Director of Student Success & Re-Entry Services

Why Rachel does this work...

I was drawn to the work of THEI for its commitment to breaking cycles of harm and facilitating opportunities for autonomy and self-determination inside prisons. Before joining the THEI team, I had worked in re-entry and as a college and student success counselor to first generation college students, and my passion for this work has always related to helping people have the freedom to self-determine, the access to information to make informed choices, and the support needed to overcome whatever barriers and challenges our systems impose on people. My passion for access to opportunity in prison developed through a Southern context, with a lens of dismantling systemic racism, ending economic exploitation, and breaking generational cycles of harm.

Having been raised in a family impacted by incarceration, I learned at a young age that we are all so much more than the worst things we have ever done, and that all people are deserving of dignity and respect. THEI creates a container for self-exploration and achievement, and supports people in navigating systems that have been designed without their success, joy, freedom, or best interests in mind. People are not disposable, and prisons and punishment don’t make us safer, but community and resources do. I believe that we really have to wrestle with the question, “what do we do about harm?” because the answers are not simple, and we must be willing to really face the question itself if we want to end the oppression, violence, and suffering that our current system sustains.
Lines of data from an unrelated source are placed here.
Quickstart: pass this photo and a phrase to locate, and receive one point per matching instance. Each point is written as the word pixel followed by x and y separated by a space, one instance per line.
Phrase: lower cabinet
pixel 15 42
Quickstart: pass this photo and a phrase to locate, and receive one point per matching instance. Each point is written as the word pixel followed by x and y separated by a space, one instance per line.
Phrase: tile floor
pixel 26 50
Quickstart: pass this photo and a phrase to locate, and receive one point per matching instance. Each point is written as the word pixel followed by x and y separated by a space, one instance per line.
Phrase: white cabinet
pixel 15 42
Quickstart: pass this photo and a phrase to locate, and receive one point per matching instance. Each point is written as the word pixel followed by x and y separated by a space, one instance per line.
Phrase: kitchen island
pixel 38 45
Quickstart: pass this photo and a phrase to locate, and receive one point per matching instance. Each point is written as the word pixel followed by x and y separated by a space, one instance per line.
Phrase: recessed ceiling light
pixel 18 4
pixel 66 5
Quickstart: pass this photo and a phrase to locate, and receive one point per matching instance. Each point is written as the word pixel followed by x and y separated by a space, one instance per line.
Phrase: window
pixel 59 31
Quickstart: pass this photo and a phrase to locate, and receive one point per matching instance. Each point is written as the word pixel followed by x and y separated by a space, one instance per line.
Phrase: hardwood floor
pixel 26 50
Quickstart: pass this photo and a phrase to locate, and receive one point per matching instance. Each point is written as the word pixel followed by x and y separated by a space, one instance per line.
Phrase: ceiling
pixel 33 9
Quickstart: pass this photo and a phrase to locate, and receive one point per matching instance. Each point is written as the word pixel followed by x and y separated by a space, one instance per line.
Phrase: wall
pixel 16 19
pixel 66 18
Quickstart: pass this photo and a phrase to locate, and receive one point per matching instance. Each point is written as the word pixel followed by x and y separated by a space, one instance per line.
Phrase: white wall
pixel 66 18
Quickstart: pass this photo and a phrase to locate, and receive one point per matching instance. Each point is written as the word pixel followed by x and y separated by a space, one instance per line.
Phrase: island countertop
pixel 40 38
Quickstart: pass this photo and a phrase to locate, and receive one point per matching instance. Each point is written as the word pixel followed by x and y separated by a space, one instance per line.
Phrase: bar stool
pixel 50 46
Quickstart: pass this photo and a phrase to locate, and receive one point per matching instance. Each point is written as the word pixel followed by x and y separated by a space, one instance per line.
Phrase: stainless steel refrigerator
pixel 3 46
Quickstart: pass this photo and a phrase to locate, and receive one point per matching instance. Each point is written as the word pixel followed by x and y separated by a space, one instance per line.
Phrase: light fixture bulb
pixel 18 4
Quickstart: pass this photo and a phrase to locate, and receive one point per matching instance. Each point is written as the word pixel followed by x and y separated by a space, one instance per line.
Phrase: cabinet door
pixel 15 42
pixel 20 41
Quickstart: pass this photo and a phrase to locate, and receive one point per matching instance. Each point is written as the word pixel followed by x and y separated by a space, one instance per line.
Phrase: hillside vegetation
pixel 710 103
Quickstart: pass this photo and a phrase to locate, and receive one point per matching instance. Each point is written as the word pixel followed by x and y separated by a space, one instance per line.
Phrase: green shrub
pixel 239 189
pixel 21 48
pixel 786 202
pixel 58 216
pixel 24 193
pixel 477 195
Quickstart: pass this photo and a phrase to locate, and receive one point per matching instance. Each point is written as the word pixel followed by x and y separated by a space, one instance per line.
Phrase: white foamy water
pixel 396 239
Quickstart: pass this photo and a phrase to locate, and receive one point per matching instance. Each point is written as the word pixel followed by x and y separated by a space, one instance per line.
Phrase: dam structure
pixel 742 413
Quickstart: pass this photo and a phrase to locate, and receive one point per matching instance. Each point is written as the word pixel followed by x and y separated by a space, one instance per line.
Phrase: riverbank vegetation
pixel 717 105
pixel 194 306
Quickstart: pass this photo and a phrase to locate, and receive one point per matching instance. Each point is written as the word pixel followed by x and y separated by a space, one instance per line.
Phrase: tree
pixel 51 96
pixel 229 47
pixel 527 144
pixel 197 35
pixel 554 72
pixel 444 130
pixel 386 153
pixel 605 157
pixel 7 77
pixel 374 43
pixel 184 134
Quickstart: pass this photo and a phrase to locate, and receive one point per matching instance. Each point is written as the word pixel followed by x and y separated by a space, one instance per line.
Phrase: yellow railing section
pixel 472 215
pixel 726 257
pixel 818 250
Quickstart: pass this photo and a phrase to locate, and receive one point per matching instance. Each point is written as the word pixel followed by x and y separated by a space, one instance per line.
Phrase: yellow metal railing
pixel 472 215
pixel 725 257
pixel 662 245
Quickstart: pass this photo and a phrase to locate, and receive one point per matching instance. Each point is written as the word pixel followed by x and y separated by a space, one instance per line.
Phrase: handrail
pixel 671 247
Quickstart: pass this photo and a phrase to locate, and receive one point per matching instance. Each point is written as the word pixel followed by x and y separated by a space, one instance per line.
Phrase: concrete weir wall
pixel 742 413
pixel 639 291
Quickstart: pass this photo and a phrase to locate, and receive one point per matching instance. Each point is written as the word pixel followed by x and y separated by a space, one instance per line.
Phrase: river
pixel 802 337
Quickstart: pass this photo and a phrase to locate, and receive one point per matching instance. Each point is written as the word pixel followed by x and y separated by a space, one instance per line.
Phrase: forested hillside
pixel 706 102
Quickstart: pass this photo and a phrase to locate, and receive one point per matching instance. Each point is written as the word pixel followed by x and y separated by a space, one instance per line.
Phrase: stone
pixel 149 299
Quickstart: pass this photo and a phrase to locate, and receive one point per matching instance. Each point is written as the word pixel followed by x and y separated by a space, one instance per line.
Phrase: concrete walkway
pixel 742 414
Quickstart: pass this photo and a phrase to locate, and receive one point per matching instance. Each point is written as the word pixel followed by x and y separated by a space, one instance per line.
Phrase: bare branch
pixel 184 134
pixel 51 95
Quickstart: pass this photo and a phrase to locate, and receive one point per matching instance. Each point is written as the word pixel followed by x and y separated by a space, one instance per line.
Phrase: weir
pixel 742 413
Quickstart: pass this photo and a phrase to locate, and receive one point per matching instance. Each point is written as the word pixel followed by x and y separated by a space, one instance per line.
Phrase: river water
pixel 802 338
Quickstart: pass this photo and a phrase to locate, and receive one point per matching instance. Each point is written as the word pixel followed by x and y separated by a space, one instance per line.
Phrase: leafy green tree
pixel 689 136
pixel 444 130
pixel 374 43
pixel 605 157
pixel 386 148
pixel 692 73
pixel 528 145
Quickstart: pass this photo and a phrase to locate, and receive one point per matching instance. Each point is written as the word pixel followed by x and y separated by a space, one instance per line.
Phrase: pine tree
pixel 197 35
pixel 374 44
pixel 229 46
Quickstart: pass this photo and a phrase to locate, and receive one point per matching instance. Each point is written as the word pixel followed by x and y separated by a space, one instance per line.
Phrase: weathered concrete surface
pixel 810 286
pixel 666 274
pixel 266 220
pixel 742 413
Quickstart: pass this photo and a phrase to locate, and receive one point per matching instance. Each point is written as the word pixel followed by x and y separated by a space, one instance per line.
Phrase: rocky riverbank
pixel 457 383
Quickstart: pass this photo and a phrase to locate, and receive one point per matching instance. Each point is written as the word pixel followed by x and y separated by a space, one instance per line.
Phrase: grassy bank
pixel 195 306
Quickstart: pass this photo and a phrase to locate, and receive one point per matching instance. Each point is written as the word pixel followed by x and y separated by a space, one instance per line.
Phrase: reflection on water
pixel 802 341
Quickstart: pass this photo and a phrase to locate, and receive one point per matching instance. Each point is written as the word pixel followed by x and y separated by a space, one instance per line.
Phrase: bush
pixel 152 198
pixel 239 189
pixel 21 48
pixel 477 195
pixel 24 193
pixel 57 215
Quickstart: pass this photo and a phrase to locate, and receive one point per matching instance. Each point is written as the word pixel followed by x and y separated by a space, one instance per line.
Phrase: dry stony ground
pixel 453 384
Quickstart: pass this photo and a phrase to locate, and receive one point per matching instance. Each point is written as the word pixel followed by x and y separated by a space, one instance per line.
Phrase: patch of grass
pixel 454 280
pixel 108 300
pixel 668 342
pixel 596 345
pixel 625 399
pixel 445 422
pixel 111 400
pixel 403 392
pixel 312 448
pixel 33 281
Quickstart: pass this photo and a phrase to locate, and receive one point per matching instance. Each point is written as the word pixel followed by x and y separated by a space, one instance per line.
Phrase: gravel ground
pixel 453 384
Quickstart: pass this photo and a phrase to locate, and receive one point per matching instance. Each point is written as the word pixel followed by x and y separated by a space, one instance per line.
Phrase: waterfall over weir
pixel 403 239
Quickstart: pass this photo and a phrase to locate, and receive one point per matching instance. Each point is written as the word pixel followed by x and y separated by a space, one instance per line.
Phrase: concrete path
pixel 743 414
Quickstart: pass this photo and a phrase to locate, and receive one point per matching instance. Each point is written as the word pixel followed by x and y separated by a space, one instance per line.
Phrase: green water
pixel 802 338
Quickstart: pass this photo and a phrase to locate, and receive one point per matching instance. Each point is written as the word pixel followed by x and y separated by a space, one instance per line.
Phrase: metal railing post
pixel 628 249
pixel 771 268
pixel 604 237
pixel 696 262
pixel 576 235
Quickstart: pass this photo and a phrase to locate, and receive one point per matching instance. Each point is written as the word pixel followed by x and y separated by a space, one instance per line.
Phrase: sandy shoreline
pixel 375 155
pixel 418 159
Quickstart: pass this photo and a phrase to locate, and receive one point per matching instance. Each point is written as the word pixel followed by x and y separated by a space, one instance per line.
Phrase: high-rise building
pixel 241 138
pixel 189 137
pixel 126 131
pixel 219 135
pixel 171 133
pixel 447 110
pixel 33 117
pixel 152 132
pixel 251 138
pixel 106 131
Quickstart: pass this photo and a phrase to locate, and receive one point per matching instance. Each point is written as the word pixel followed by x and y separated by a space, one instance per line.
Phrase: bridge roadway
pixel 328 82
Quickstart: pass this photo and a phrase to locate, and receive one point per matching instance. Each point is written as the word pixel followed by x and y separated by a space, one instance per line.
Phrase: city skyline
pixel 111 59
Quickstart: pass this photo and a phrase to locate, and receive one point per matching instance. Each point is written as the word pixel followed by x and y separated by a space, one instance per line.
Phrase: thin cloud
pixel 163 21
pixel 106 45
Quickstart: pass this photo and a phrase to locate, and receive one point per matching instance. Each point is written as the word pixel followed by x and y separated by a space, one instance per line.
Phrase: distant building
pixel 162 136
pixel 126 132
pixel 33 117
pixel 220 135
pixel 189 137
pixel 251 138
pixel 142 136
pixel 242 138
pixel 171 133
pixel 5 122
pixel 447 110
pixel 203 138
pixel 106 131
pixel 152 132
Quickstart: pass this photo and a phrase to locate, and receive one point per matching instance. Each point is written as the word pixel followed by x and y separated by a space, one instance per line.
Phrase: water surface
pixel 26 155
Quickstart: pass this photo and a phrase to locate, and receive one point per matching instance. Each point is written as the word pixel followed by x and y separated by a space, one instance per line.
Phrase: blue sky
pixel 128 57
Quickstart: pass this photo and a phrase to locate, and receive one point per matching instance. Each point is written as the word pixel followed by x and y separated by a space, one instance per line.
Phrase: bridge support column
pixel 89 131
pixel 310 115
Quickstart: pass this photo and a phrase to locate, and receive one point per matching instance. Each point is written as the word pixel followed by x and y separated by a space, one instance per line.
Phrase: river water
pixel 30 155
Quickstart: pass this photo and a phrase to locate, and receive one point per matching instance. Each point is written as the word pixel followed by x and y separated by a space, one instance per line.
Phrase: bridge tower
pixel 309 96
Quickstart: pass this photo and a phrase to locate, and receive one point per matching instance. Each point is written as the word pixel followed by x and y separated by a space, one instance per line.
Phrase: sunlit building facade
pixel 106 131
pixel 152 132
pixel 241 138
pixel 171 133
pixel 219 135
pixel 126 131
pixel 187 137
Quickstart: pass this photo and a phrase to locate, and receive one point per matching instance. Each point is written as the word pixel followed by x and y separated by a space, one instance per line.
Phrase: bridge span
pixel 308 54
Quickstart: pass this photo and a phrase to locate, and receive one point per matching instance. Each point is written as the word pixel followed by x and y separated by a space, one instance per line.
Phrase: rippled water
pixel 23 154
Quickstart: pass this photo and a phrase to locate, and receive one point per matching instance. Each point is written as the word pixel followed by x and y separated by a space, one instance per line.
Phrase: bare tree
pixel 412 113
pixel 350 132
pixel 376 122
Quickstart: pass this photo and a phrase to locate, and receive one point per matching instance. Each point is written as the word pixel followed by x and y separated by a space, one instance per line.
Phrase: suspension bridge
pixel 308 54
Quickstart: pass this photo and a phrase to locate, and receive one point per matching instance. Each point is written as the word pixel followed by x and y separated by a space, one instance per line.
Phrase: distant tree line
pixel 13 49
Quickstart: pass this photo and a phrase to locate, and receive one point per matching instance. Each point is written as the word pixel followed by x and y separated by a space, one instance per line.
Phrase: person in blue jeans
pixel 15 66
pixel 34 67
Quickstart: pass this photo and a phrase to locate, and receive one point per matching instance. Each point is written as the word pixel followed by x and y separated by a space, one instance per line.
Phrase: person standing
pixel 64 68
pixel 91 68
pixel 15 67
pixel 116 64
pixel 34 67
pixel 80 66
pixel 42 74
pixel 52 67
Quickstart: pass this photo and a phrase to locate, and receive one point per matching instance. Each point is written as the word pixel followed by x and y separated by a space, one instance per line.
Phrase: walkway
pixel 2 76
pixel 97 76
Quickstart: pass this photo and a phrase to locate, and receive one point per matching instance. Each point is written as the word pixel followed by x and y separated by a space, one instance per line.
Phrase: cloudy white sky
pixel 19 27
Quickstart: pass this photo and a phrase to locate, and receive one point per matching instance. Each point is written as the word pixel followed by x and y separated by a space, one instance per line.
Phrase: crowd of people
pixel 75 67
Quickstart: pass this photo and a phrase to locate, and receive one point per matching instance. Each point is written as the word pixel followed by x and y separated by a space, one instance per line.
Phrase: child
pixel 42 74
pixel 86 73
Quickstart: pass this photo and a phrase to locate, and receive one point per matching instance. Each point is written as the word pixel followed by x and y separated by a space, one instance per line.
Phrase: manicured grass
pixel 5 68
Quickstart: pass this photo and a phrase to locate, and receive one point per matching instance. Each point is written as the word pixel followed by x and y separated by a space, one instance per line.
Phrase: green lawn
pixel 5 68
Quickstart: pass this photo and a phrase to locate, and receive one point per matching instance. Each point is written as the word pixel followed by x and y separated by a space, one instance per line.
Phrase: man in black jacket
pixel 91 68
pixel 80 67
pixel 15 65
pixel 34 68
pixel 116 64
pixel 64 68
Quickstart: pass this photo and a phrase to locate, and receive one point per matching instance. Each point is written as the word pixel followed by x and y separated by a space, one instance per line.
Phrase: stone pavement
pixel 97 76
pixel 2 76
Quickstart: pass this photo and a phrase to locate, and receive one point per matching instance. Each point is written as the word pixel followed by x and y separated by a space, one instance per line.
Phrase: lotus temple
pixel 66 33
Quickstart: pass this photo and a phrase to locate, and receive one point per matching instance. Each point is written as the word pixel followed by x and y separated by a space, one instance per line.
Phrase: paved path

Rachel Zolensky joined THEI in 2016 and is responsible for re-entry services for students who are transitioning back to the community after incarceration, in addition to providing administrative and operations support for the organization. In 2015 Rachel earned a Master’s degree in Social Entrepreneurship from USC Marshall School of Business, and in 2012 she earned her Bachelor’s of Arts in Sociology and American Studies & Ethnicity from the University of Southern California. Previously, Rachel worked for Project Return, where she assisted men and women returning from incarceration in overcoming barriers to employment. Rachel has also served as a college counselor for The Oasis Center, providing first-generation college students with support in their pursuits of higher education.